Ribosome profiling is a technique that can sequence RNA transcripts in the act of being translated, making it possible to identify all translated regions in the genome. Using this approach, one group recently discovered hundreds of bacterial antisense open reading frames with evidence of translation (Zehentner et al. 2020). While translation alone isn’t a strong enough indication of functionality, this shows that antisense regions constitute ample raw material primed for minting new genes.

Another group addressed this question head-on by identifying newly transcribed regions in the yeast genome — regions that were lying dormant in ancestral species but started being transcribed in yeast. Such gain in transcription is the first phase of gene birth. Of the 213 such genes identified, half of them were found on the opposite strand of existing genes, and many showed evidence of translation (Blevins et al. 2021). This demonstrates yeast proto-genes are enriched in the antisense regions of the genome.

The question of whether antisense regions in bacteria are functional is a controversial one.

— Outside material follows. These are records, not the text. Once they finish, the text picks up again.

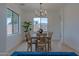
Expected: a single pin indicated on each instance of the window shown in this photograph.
(40, 23)
(12, 22)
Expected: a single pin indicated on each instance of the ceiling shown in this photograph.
(36, 6)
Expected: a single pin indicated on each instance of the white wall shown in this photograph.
(15, 39)
(53, 22)
(71, 25)
(2, 28)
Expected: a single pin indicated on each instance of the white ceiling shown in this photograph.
(36, 6)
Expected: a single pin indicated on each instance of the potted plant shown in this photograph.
(27, 26)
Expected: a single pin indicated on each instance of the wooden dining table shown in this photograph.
(34, 37)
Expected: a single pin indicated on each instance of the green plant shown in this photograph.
(27, 25)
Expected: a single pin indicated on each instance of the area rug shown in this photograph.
(44, 54)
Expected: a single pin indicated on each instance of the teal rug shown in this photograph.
(44, 54)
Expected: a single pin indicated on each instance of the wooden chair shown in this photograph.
(50, 37)
(41, 43)
(29, 42)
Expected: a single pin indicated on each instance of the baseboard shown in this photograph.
(70, 47)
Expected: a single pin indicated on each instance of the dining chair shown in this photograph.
(41, 44)
(29, 42)
(50, 37)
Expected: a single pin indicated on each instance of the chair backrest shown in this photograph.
(29, 38)
(41, 39)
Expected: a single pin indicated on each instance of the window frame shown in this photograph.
(13, 23)
(40, 22)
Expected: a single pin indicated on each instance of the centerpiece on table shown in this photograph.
(27, 26)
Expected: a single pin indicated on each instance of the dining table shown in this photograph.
(34, 38)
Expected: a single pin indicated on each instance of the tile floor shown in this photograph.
(56, 47)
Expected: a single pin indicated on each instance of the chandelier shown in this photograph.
(42, 11)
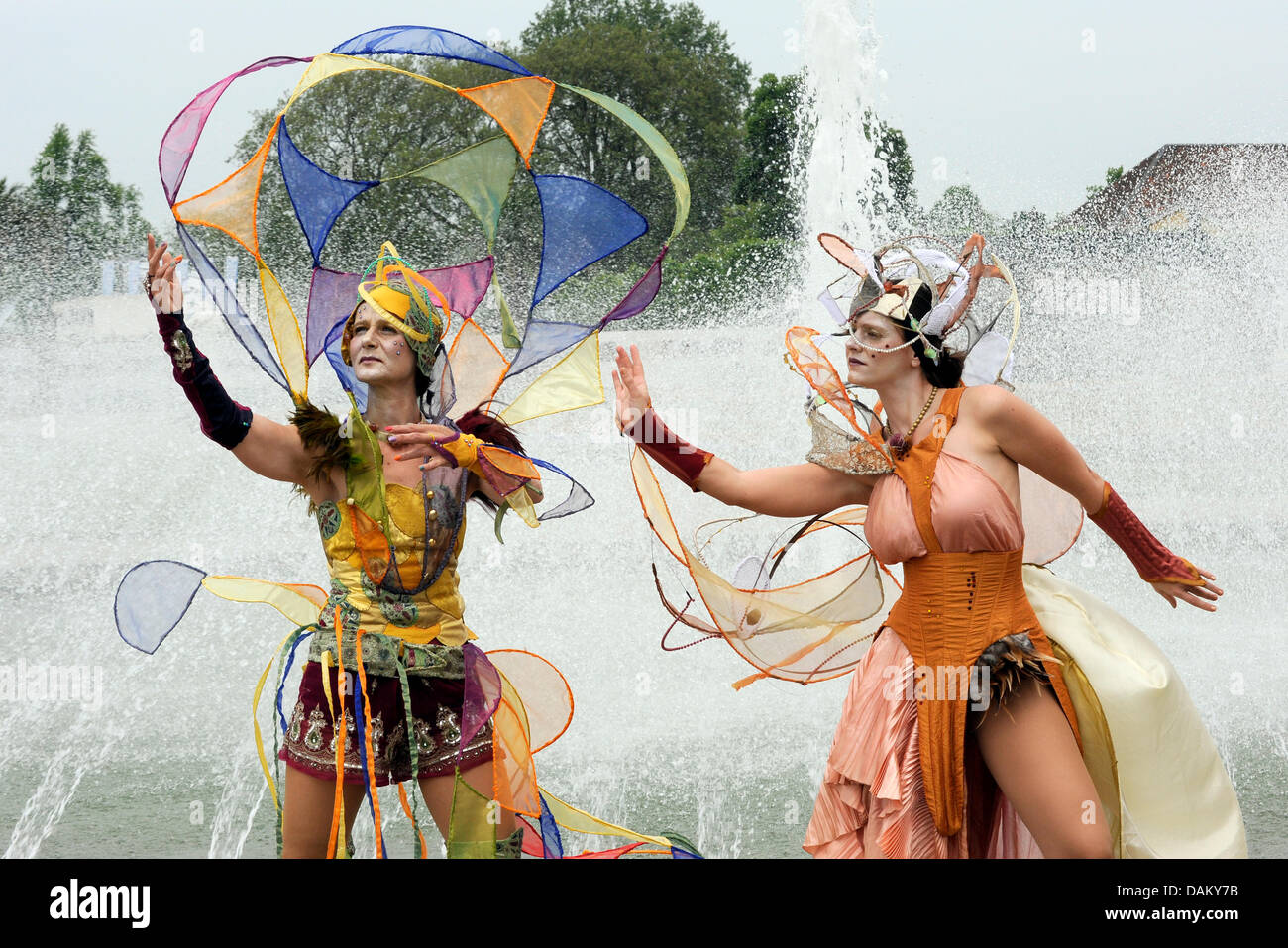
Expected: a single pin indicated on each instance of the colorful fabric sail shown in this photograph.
(317, 197)
(583, 222)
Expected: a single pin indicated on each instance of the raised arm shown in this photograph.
(798, 489)
(268, 449)
(1026, 437)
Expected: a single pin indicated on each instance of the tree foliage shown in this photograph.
(669, 63)
(56, 232)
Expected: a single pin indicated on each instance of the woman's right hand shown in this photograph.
(631, 389)
(163, 287)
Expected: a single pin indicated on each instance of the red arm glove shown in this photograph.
(1153, 561)
(668, 449)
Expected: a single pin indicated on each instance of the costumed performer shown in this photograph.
(390, 665)
(1082, 741)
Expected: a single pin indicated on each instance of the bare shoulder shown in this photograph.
(988, 399)
(992, 406)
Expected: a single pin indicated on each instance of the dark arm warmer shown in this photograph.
(222, 419)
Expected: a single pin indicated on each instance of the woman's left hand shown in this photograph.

Indeed, a recent review suggests there’s no scientific consensus on what constitutes “function” to begin with (Keeling et al. 2019). Leaving that question aside, there are independent biological reasons to suspect that these elements have a longer-term significance: they provide evolution with a deep, rich pool of proto-genes to select from.

Indeed, given their sheer numbers, and considering the evidence for transcription and translation, it's not unlikely that at least some of these elements have actually ripened into living, breathing genes.